# Streaming DirecTV to iPhone with Orb



## azcoyote85044

If you've been eagerly looking forward to the day when you can stream live DirecTV to your iPhone, it's already possible to do this without a Slingbox and soon-to-be-released Slingbox iPhone app. I just set up live streaming of DirecTV from my HR23 HD DVR to my iPhone 3G a few days ago using the free Orb software for Windows PC and the $9.99 Orb Live iPhone app. This setup works GREAT! Video quality is excellent at WiFi speeds and very acceptable over 3G with some occasional buffering depending on how good your 3G signal is. My co-workers were amazed today when I showed them that I could stream the Opening Day MLB Extra Innings ballgames to my iPhone over the office WiFi.

In order to use Orb to stream DirecTV to your iPhone, you'll need the following...

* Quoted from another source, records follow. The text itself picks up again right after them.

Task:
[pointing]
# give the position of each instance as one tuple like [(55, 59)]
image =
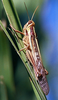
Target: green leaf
[(3, 93)]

1. Windows PC at home close to a DirecTV receiver/dvr (SD or HD). It needs to be at least a 2GHz P4 or greater running XP Media Center or Vista Home Premium/Ultimate. More System Requirements details at http://support.orb.com/docs/getting-system-requirements.htm

2. Media Center compatible TV tuner with built-in MPEG2 encoder and inputs for S-video and audio L/R. I'm using the external Hauppague WinTV-HVR-1950 USB tv tuner http://www.hauppauge.com/site/products/data_hvr1950.html

2. Media Center remote control with infrared receiver/IR blaster. You'll need the IR receiver/blaster in order to change channels on your DirecTV receiver through Orb. If you don't have one, these can be purchased from Amazon for $19.99 plus shipping. http://www.amazon.com/Windows-Certified-Infrared-Receiver-Ultimate/dp/B000ST7QPA/ref=pd_bbs_sr_3?ie=UTF8&s=electronics&qid=1239073175&sr=8-3

3. Free Orb software for Windows. http://www.orb.com

4. Orb Live iPhone app. Available from the App Store for $9.99.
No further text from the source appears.